Oczyma Sybilli:
Kiedy połączyłam się z drzewem, weszłam w świat duchów, a kiedy się zorientowałam gdzie jestem, a dokładnie w lesie na Pandorze, obok mnie stał Neteyam, takiego jakiego pamiętałam.
- Neteyam! Przepraszam cię bardzo że mnie nie było obok ciebie, przepraszam! - łzy zebrały mi się w oczach, a on mnie przytulił i zaczął głaskać moją głowę. To mnie uspokajało.
- To nie twoja wina że uciekłaś. - powiedział łagodnym i spokojnym głosem. - Po prostu miałaś ważniejsze sprawy na głowie. - uśmiechnął się do mnie, to zawsze sprawiało mi radość i spokój.
- Ale jak ty zginąłeś. - spytałam niemal odrazu.
- Postrzelili mnie w ratunku Tuk i mojej mamy. - jego słowa bardzo mnie bolały, ale przynajmniej mogłam z nim porozmawiać przez chwilę. Gadałam co działo się że mną i jakie historie mi się prztrafiły w innym świecie, a on co się działo na Pandorze beze mnie. Powiedział mi że Lo'ak zakochał się w Tsireyi a Aonong i Rotxo w Kiri, śmiesznie było z nim porozmawiać.

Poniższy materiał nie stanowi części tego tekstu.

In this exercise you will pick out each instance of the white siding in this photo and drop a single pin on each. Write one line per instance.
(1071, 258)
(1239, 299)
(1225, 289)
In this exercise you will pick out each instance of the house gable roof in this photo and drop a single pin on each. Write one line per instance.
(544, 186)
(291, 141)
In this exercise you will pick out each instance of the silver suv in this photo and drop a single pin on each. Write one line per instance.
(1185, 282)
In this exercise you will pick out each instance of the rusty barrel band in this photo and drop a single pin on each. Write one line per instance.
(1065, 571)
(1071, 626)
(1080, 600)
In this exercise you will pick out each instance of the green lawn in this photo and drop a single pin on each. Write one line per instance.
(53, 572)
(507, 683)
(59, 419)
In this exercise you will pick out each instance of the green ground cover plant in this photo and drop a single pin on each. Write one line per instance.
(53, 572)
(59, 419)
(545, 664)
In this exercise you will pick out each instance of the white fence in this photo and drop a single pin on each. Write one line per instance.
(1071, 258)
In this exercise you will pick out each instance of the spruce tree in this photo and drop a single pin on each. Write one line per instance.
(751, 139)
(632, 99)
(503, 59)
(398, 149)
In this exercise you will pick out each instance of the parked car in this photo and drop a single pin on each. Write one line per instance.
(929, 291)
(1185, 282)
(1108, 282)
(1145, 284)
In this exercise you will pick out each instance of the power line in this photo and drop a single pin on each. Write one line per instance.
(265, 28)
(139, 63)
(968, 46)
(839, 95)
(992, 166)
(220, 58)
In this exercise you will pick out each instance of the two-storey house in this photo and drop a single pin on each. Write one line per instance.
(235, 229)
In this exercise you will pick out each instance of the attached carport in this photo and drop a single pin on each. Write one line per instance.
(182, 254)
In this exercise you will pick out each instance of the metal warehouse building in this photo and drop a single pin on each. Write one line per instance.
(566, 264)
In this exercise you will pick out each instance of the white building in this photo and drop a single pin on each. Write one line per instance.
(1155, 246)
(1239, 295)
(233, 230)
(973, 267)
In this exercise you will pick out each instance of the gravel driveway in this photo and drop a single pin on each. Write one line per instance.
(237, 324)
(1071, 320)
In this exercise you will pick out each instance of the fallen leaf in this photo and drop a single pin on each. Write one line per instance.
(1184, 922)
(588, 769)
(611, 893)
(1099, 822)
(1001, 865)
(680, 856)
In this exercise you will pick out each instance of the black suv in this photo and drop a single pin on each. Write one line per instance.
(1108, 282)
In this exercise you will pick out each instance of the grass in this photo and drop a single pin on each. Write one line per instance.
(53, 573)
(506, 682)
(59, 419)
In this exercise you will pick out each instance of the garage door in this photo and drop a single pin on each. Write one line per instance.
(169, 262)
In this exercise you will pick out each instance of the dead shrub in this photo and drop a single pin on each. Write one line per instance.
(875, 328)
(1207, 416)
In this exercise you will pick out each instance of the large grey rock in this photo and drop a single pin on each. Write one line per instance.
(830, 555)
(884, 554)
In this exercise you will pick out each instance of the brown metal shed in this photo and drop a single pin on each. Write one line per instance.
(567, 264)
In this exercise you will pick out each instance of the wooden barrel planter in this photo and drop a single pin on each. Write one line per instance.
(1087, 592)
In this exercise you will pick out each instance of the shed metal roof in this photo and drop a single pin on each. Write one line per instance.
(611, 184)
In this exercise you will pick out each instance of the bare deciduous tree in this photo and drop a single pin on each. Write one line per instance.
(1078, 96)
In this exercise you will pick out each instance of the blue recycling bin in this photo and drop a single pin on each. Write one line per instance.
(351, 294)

- Hehe, chyba wiem, jak cię ożywić. - spojrzałam na jego piękne oczy, a on w moje diamentowe.
- Jak?
- Poczekaj... - i wróciłam do świata śmiertelnych, odczepiłam warkocze od drzewa i rękoma stworzyłam Neteyama, którego przywołałam z świata duchów.
- Wow! Jak ty to zrobiłaś?! - zapytał mnie oglądając całe otoczenie wokół siebie.
- A teraz nie ruszaj się. - magią, którą posiadałam w sobie, wzrokiem patrzyłam na niego, a on w bezruchu stał i się na mnie patrzył, wtedy jego naturalne kolory powróciły w jego ciele i przestał być duchem. Ożywiłam go! - Teraz jesteś żywy.
- Co czekaj... faktycznie, dziękuję ci! - w tym momencie przybiegł do mnie i przytulił, a po chwili pocałował, to było niesamowite uczucie, to cud! Wtedy oderwaliśmy się na chwilę, żeby złapać oddechu. - Jesteś bardzo niesamowitą dziewczyną, którą poznałem w życiu.
- Dziękuję ci bardzo, a teraz zobaczmy miny twoich rodziców. - pociągnęłam jego rekę w stronę namiotu rodziny Sullych przez mała rzekę.
(Tylko że jest dzień i nie ma tych awatarów w tle)
Było pięknie razem z nim iść! Kiedy dotarliśmy do namiotu jego rodziny, schowałam się w krzakach, żeby mnie czasami nie zabili ich Na'vi, jak Neytiri i Jake go zobaczyli, podeszli do niego i przytulili go z płaczem, tak samo zrobiło jego rodzeństwo.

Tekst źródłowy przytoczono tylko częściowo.